OSPEDALE DI CERNUSCO: DOPO IL PRESIDIO L'INCONTRO CON LA DIREZIONE. PRIMO RISULTATO PER GLI ADDETTI ALLE PULIZIE

Cernusco sul naviglio -

All’Ospedale di Cernusco sul Naviglio gli addetti alle pulizie alle 10 di questa mattina erano in presidio davanti alla porta principale del nosocomio. Cartelli, bandiere USB, volantini, comizi volanti, hanno segnato la loro forte presenza. Tanto che la direzione dell’ospedale ha chiesto loro un incontro che si è svolto verso l’una nella sede centrale di Melegnano. Al direttore amministrativo, Valentina Berni, e alle sue collaboratrici è stato illustrato il contenzioso con la Colser, cooperativa aggregata alla Legacoop, che nell’imminente cambio di appalto vuole diminuire del 25 per cento le ore di lavoro delle sue future dipendenti. Meno lavoro vuol dire meno soldi in busta paga. Cosa inaccettabile per operai che lavorano anche solo tre ore al giorno e portano a casa 500 euro mensili.
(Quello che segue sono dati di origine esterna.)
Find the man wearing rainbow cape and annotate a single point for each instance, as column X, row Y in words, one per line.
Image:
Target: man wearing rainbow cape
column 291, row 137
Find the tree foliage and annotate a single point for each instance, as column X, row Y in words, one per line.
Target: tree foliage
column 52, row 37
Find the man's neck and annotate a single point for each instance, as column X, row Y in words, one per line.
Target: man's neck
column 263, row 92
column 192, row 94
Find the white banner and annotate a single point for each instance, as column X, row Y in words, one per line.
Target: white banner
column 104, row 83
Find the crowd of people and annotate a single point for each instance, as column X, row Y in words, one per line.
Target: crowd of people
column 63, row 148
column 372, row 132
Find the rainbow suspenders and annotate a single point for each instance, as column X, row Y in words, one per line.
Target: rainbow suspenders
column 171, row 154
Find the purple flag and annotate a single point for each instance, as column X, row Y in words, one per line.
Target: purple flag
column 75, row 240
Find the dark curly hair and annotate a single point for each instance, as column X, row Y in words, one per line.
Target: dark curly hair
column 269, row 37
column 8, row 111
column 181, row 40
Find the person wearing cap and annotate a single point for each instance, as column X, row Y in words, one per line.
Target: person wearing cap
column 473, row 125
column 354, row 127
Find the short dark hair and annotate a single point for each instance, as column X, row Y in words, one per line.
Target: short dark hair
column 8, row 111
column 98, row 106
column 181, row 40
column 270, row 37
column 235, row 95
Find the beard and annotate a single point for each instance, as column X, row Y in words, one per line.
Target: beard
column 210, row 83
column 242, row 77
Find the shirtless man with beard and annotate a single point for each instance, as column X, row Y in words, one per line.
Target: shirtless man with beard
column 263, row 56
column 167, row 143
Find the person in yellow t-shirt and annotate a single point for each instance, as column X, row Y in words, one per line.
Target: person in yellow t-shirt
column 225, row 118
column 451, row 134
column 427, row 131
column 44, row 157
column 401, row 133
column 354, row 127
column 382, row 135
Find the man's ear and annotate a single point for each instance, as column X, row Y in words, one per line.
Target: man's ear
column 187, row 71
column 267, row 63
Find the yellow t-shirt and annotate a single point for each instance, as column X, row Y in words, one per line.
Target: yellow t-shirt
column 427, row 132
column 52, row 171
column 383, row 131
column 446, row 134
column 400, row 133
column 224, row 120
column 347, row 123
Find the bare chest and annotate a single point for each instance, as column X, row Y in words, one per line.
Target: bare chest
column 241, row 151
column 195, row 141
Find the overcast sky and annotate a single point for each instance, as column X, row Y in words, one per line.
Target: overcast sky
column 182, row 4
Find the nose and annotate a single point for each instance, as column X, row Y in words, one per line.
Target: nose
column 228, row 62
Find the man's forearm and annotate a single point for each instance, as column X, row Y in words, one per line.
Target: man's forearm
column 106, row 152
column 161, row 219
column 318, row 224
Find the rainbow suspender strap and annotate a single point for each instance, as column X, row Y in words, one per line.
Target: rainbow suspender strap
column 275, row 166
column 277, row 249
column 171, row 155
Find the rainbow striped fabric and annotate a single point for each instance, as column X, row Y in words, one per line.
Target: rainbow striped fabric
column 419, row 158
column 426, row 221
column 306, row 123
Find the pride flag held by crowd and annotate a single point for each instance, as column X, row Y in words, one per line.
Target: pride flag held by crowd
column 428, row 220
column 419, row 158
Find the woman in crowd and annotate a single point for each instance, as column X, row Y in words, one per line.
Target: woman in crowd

Ma anche perché, non solo non ci sono meno sale di degenza, meno sale operatorie, meno corsie e corridoi da pulire. Tutt’altro: il lavoro è in aumento. Senza contare che ci sono quattro persone in meno perché in malattia o in maternità o che resteranno con la vecchia azienda. Ma meno ore vuol dire anche meno pulizia all’interno dell’ospedale. Per questa ragione della situazione è stato informato anche il sindaco di Cernusco. E i cittadini che oggi hanno frequentato l’ospedale. La risposta dell’ospedale e della Colser è attesa per lunedì. Altrimenti il presidio continuerà e si aprirà il procedimento per indirre una serie di scioperi.